Tip #14: Switch to a smaller board

After learning to waterstart, ride upwind, jibe and ride toeside comfortably, the next step for you as a directional kitesurfer will be learning to surf waves.  For this, you’ll eventually need a smaller board, small enough that you can go rail to rail without changing your front foot’s position on the board.

A smaller board typically will have more rocker, allowing it to perform well in bigger, hollower waves.  It will have less buoyancy than your beginner board, so you’ll need more kite power to ride it.

A small board will be more sensitive to wind lulls as it needs more power to float – it will start sinking when your kite stalls.  Jibing will also be harder on a narrower board, being much less stable when moving your feet around.

In short, riding a smaller board requires more skills and experience.  But that should probably be one of your end goals as it will allow you to reap the full potential and freedom of the surfing experience in kiteboarding.

Leave a reply

10 comments
  • Intelligent, well-written advice from a writer/kiter who has the necessary good recall of the harrowing experience of being a beginner. Not as common as it could be…

    Cheers,

    Rob

    • Jesse, I started out on a 5ft11″ quite thick (about 2″) beginner board as you advise. My weight is 72kg, would would you advise when switching to something smaller?

        • Sure! I’ve started out on a 5ft11″ quite thick (about 2.5″) beginner board as you advise (rental equipment). My weight is 72kg. I’m now comfortable waterstarting both sides and have managed a few transitions in both directions. I’m really stoked waveriding and would like to continue. Do you advise switching to a smaller (shorter, narrower, thinner) board or not? And where kites are concerned, I now ride Core XR5 on my twntip, so considering the Core Section or Nexus. Any experience with those kites?

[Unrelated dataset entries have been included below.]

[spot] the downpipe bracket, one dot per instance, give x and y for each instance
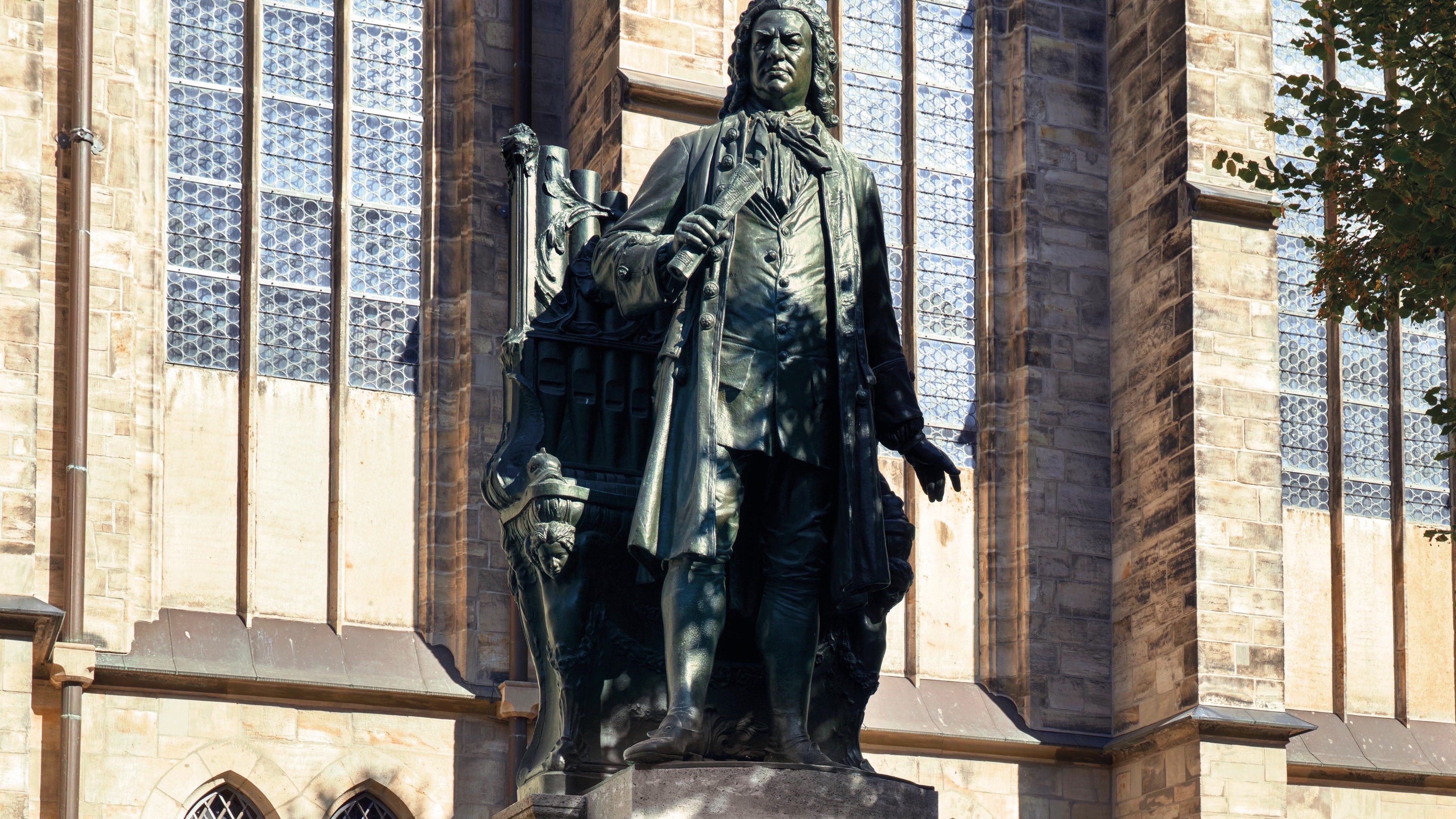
(69, 139)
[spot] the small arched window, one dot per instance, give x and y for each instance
(364, 806)
(223, 802)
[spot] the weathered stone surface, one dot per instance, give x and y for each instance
(743, 791)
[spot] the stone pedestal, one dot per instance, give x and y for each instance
(739, 791)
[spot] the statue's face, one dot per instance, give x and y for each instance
(782, 59)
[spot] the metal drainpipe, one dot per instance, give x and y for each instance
(82, 143)
(522, 91)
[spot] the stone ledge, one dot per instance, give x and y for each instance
(1255, 208)
(670, 98)
(547, 806)
(73, 663)
(1375, 750)
(36, 619)
(214, 654)
(521, 700)
(758, 791)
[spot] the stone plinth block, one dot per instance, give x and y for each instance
(739, 791)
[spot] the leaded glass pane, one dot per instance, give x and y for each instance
(203, 321)
(384, 345)
(1368, 443)
(1305, 434)
(1368, 499)
(1302, 354)
(207, 41)
(299, 53)
(1307, 491)
(364, 806)
(1423, 367)
(204, 184)
(297, 152)
(204, 227)
(1366, 369)
(297, 241)
(387, 188)
(873, 117)
(223, 802)
(206, 133)
(947, 296)
(946, 136)
(944, 46)
(1429, 507)
(293, 334)
(946, 375)
(388, 69)
(385, 254)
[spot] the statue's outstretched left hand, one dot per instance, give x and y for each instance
(932, 468)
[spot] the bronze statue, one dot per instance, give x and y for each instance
(776, 379)
(701, 545)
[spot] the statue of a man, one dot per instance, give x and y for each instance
(781, 372)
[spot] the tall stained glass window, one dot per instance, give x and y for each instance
(324, 221)
(940, 161)
(1371, 370)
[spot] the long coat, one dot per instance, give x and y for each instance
(676, 511)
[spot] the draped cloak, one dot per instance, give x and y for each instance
(873, 396)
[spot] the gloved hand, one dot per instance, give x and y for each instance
(931, 466)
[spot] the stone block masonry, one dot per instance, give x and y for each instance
(1043, 360)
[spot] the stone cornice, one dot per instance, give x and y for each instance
(36, 619)
(1255, 208)
(669, 97)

          • Hi Daniel, if you’re comfortable jibing both ways on your thicker board, your next step will probably to learn to surf the wave and make bottom and top turns in it. A thinner board will turn better in the wave than a bigger lightwind board. The trick is to have the right volume for a given wind and kite though. Thinner board with low wind means bigger kite, but smaller kites tend to turn faster than bigger ones. Of course it also depends if you’re kiting in onshore or side/offshore conditions – in the latter case you don’t turn the kite as much, you tend to just park and ride. So as you can see there are a lot factors at play. My favorite kite surfboard is a 5″11 Resin8 which is quite thick but not so narrow, works well for medium wind and medium waves. When I get out in high wind and bigger waves, tough, a narrower board cuts through the water better. What kind of wind and waves conditions do you ride in?
            Sorry I haven’t tested the Core Section or Nexus yet.

      • Thanks for all the details Jesse. I’ll typically be riding 75cm-160cm waves (about 2′ to 6′) in wind between 15kts and 30kts, usually around 20kts though.

        I was looking at a Naish Global wave board, 5’10″x18″x2″3/16. Kites would be my Core free 7m (when wind is above 20kts) and looking for a 9m2 for the 13-20kts range. Make sense?

        • Hey Daniel, the Naish Global looks great, wide enough for riding smaller waves comfortably yet with thin enough rails to hold the lines in more hollow surf. 5″10 sounds like a good size for you, you could go slightly shorter but with the greater board volume of the 5″10 you may eventually be able to ride a smaller kite (e.g. 5-6m) in winds above 20 knots, which is great for wave slashing.